The Court first noted that summary judgment would be denied regardless of the usury analysis because “it is not clear from the face of the pleadings how much is outstanding.” While the plaintiff’s notice of motion requested $5,545,086, an affirmation submitted along with the motion asserted that the amount due is $4,545,086. Thus, the plaintiff’s own contradictions would have defeated its motion for summary judgment in lieu of complaint.
The Two-Step Usury Analysis:
The Court detailed its two-step analysis in determining whether a transaction is usurious. First, the Court looked to whether the note exceeded $2,500,000, because if the note exceeds $2,500,000, the usury laws are inapplicable. Second, the Court calculated the note’s actual interest rate.
Given the plaintiff’s admission that, in fact, only $2,249,996 was loaned to the defendant, the Court found that the loan fell short of the $2,500,000 maximum and thus the usury laws applied.
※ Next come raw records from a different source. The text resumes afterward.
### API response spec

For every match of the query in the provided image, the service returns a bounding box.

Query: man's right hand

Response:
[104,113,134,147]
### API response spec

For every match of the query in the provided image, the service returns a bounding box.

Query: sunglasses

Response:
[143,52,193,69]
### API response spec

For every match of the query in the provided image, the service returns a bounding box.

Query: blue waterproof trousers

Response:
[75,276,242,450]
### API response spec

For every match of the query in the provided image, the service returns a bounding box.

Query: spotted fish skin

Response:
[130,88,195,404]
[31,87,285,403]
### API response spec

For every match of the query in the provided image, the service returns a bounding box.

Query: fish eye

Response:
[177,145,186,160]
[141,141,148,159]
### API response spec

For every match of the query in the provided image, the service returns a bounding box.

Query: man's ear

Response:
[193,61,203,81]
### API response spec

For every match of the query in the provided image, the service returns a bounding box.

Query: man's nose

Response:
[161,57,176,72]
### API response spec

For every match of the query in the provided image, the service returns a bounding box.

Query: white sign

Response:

The Court then calculated the interest rate by calculating the total annual interest received and then dividing that sum by the amount that the debtor actually received. According to the Court’s calculation, the interest rate came out to 42.1%, clearly exceeding the criminal usury rate, albeit by a smaller margin than the defendant’s calculation. As a result, the Court deemed the note and its amendments void ab initio.
Takeaway:
In sum, the JADR decision serves as a cautionary tale for two reasons. First, when submitting a motion for summary judgment in lieu of complaint under CPLR 3213, plaintiffs should ensure that there are no issues of fact in their own pleadings. A voluntary contradiction proves detrimental to such a motion. Second, creditors should be aware of how a court calculates interest rates and the loan principal. The Court in JADR did not look only at the note’s terms but looked to the operative reality of the loan.